Zenith Handcrafted TVs (Apr, 1965)

Filed under: Advertisements, Television — @ 1:54 am
Source: Time ( More articles from this issue )
Issue: Apr, 1965

This ad pretty much sums up why there are no more American television manufacturers. They are actually advertising the fact that they don’t use circuit boards and that all of their electronics are hand assembled!

BUILT BETTER… to last longer!

Every Zenith portable TV is Handcrafted —built better to last longer. There are no printed circuits. No production shortcuts. Every connection is carefully handwired. This kind of dedication to quality has made Zenith America’s largest selling TV. It is one of the important reasons why Zenith TV gives you finer performance. Fewer service problems. Greater operating dependability. And a sharper, clearer picture, year after year. Don’t settle for less than Zenith—the Handcrafted TV.

ZENITH
The quality goes in before the name goes on

7 Comments »

  1. I love the concept that a mass production PCB is more unreliable compared to a bloke with a soldering iron :)

    Comment by HairyFriend — March 6, 2008 @ 7:09 am

  2. I only recently got rid of my Zenith TV, only because I didn’t feel like looking for a replacement tube (not picture tube, just one of the tubes). I’d gotten it over twenty years ago from my Grandmother who had bought it in the ’60s. In fact, it looked quite a bit like the one in the ad. I never had a problem until that tube died. Even then, I mostly only lost ‘red’.

    OTOH, I’m on my fourth solid-state TV. They seemed to be designed with a limited life span and are now cheaper to replace than repair.

    Comment by nurbles — March 6, 2008 @ 7:24 am

  3. And Zenith ate it’s words in the 1970’s by joining everyone else making modern printed circuit tv’s

    Now Zenith, along with RCA are Wal*Mart disposable crap.

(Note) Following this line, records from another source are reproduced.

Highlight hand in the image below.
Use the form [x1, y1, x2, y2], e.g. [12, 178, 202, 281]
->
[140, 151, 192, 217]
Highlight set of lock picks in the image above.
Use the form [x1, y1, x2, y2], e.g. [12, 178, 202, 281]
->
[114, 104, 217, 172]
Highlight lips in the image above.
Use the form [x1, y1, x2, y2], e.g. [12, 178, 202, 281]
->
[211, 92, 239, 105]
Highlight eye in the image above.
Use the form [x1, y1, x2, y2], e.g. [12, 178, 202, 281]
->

    Comment by albear — March 6, 2008 @ 10:12 am

  4. Circuit boards at that time were not all reliable and weren’t trusted. you have to keep in mind things have changed… don’t judge any articles on this page by today standers.

    Comment by Larry — March 6, 2008 @ 3:23 pm

  5. Everytime I hear “The quality goes in before the name goes on” I think “because the name goes on last”.

    Comment by jayessell — March 7, 2008 @ 11:31 am

  6. Well actually a good solid state TV should last for 30 years at least. Maybe capacitors dry out, but that can be fixed.

    I don’t know how long those LCD-based TVs will hold. I guess eventually the backlight will fail.

    It is noteworthy that most failures of TV sets are in the power supply or deflection anyhow.

    Comment by Casandro — March 9, 2008 @ 1:46 am

  7. Ohh last monday I talked to one of the main ingeneers of Telefunken, a back then famous german company. The US were the last to have hand-wired TV-sets, according to him. That also meant that those sets were simply gigantic. Every other country made way smaller TV-sets, maybe except for Brasil where they needed special power supplies to handle large changes in the supply voltage.